Diabetes centre in Yeshwanthpur, Bangalore

Neuroendocrine Tumours (NETs) are those tumours that are formed in the endocrine system of the body. The affected endocrine cells begin to divide and multiply profusely leading to tumours. The different types of NETs are basically primary tumours that have not metastasized and secondary tumours that have spread around. The most organs affected in the case of secondary NETs are the liver, lungs and lymphatic system. Some of the common primary NETs are listed below. 

  • Gastrointestinal Tract: Here the NETs mostly develop in the GI tract locations like the large intestines, appendix or small intestines. 

  • Lungs are where the NETs are located after the GI tract.
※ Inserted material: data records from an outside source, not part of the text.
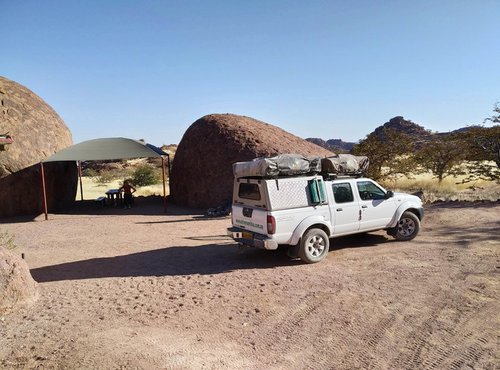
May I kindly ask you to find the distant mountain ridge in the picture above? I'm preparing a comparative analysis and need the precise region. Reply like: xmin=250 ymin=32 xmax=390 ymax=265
xmin=306 ymin=137 xmax=356 ymax=152
xmin=306 ymin=116 xmax=477 ymax=153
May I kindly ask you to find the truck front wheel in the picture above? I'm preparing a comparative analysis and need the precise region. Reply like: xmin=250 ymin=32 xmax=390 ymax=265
xmin=392 ymin=212 xmax=420 ymax=240
xmin=299 ymin=229 xmax=330 ymax=263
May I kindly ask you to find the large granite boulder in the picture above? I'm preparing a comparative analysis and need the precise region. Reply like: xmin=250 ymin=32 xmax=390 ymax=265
xmin=170 ymin=114 xmax=332 ymax=208
xmin=0 ymin=246 xmax=38 ymax=315
xmin=0 ymin=77 xmax=77 ymax=217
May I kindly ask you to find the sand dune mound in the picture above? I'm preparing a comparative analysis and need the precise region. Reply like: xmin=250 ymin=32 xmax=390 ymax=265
xmin=170 ymin=114 xmax=332 ymax=208
xmin=0 ymin=247 xmax=38 ymax=314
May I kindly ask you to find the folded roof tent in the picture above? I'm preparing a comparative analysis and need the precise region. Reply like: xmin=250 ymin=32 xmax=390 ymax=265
xmin=40 ymin=137 xmax=170 ymax=220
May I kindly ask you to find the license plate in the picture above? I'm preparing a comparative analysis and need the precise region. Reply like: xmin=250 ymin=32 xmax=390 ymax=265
xmin=242 ymin=231 xmax=253 ymax=239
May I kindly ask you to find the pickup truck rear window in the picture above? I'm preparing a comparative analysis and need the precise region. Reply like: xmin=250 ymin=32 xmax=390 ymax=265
xmin=358 ymin=181 xmax=385 ymax=200
xmin=238 ymin=183 xmax=260 ymax=200
xmin=333 ymin=182 xmax=354 ymax=203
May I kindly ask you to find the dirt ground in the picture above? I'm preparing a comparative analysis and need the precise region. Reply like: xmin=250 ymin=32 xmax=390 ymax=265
xmin=0 ymin=198 xmax=500 ymax=369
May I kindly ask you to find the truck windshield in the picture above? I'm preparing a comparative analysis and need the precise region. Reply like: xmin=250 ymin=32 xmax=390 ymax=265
xmin=238 ymin=183 xmax=260 ymax=200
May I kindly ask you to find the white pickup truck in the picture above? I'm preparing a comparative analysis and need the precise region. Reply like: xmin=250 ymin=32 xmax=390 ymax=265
xmin=228 ymin=175 xmax=424 ymax=263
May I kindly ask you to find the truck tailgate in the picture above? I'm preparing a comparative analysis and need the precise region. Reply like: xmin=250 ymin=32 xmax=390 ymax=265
xmin=232 ymin=205 xmax=267 ymax=235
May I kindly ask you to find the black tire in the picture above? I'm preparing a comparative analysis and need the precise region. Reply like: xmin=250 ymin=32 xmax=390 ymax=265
xmin=299 ymin=229 xmax=330 ymax=263
xmin=392 ymin=212 xmax=420 ymax=241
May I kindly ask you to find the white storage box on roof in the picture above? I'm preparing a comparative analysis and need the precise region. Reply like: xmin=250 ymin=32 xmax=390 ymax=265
xmin=233 ymin=154 xmax=321 ymax=178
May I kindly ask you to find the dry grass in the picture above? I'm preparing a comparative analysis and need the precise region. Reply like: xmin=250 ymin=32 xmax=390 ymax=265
xmin=381 ymin=174 xmax=500 ymax=203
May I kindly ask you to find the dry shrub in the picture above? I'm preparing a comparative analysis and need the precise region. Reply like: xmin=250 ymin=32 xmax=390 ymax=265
xmin=381 ymin=174 xmax=500 ymax=203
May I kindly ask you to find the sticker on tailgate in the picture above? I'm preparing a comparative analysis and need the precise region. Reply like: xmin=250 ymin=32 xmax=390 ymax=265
xmin=235 ymin=218 xmax=264 ymax=230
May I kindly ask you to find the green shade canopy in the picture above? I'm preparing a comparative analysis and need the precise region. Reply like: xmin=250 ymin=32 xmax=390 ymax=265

The bronchial system is affected by the circulation of air within the respiratory tract. These may be also known as carcinoid tumours. 

  • The pancreas are also another location for NETs to develop and grow. These are also called PNETS (Pancreatic NETs) or islet cell tumours. Visit our diabetes and endocrinology centre in Yeshwanthpur, Bangalore.

The common symptoms of NETs are diarrhoea with cramps in the abdomen, swelling of the hands and feet, shortness of breath, smelly fatty poop, jaundice, etc. 

The diagnosis of NETs is done in the following manner.

  • Analysis of urine for abnormalities.

  • Biopsy for extracting cells or fluid from the NETs for microscopic examination.

  • CT scan.

  • Core needle biopsy.

  • MRI scan.

  • Positron Emission Testing (PET) scan.

  • Biochemical testing for detecting abnormal quantities of enzymes or other proteins.

Treatment of NETs includes the following methods. 

  • Surgery to extract the tumours from the endocrine glands. This involves the removal of the tumour by a surgical oncologist. Debulking surgery involves removing most of the tumour cells when the tumour is not well differentiated. 

  • Targeted therapy involves the use of drugs that are specific for certain genes that will inhibit the growth of cancer cells. 

  • Chemotherapy with a range of drugs will destroy the cancerous cells.

  • Somatostatin analogues are used when the body is excessively producing endocrine hormones. These stop the cancerous growth of the tumour despite the fact that it has metastasized and spread around.

  • Immunotherapy helps the body to improve its immune response. Interferons are the molecules involved in boosting the immune system of the body. 

  • Peptide Receptor Radionuclide Therapy (PPRT) involves the use of a radioactive drug that binds to the Somatostatin receptor on cancerous cells. The radioactive drug enters the cancerous cells and destroys them. Book an appointment at Manipal Hospitals today for the best treatment.

NETs are often graded in different grades based on the extent of growth. Grade 1 tumours grow slowly, grade 2 tumours grow at a medium rate and grade 3 tumours grow at a quick pace. 

Well-differentiated NETs contain cells that look like normal healthy cells as they are well differentiated. Poorly developed NETs contain cells that are not well differentiated and look like cancerous cells.